Molecular Docking with SwissDock

Overview

Teaching: 30 min
Exercises: 180 min
Questions
  • How is molecular docking used to screen for small molecule binding?

Objectives
  • Students will explain the file types used in SwissDock.

  • Students will use appropriate inputs and outputs for SwissDock.

  • Students will differentiate between good binding and poor binding in SwissDock.

  • Students will visualize the ligand-protein results from SwissDock and identify key interactions that stabilize binding.

Docking Computational science is an increasingly important part of biochemistry. In this lesson, students are taught to use a popular molecular docking software program to probe the function of a protein of unknown function. Students use the PyRx program to run a docking experiment using AutoDock Vina.

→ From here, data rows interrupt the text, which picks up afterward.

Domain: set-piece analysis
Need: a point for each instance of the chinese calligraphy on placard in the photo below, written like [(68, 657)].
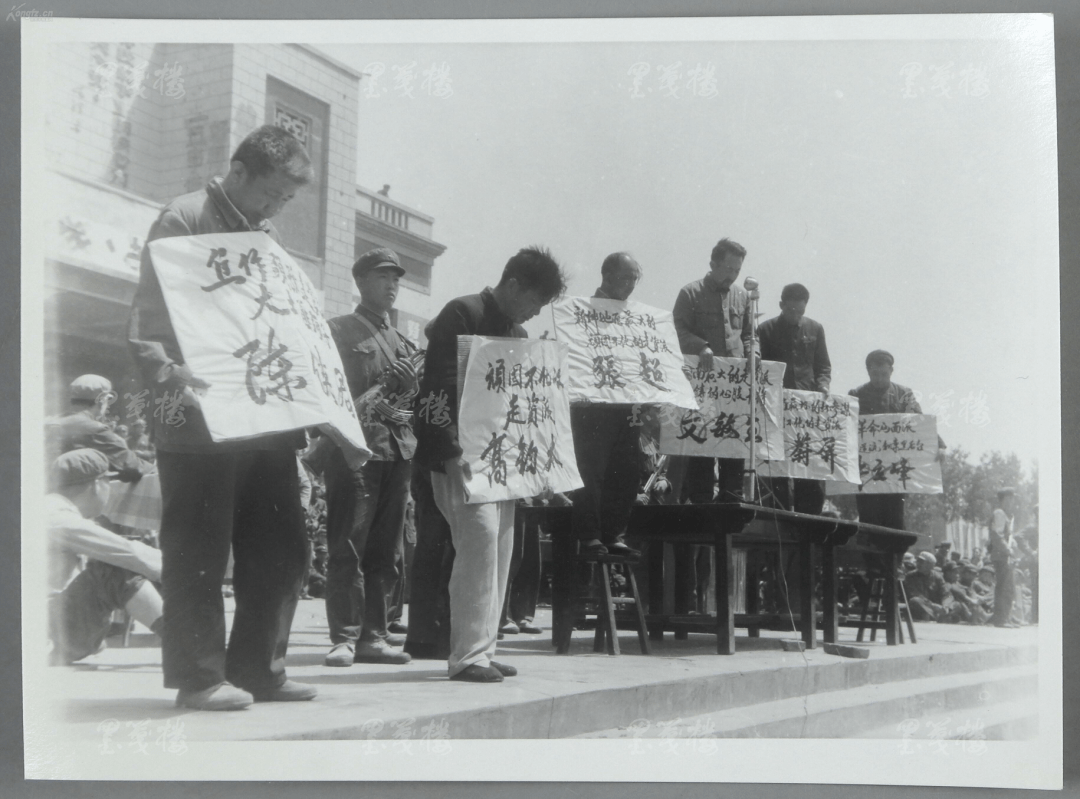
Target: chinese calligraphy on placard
[(621, 352), (248, 322), (821, 437), (898, 454), (514, 419), (720, 429)]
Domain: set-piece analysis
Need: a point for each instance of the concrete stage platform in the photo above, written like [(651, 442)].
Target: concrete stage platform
[(967, 681)]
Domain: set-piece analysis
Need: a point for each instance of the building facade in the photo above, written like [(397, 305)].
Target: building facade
[(131, 126)]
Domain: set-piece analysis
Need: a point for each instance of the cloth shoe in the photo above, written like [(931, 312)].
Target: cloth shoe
[(476, 673), (378, 651), (504, 669), (221, 696), (287, 691), (340, 655)]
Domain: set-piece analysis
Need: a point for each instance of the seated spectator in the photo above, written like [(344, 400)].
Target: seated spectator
[(927, 596), (118, 571), (84, 427)]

They analyze the binding affinities calculated and visualize their results with molecular visualization software. This activity aims to increase students’ knowledge of computational science, demonstrate how computational modeling can be a companion to wet lab experiments, and teach students how to interpret results from computational modeling.



Module Resources

Download student module here

Key Points

  • Noncovalent interactions stabilize the binding of ligands to macromolecules like proteins.

  • Ligand binding is complex; chemical modifications to a ligand may not result in changes to the interaction energy due to competing stabilizing and destabilizing interactions.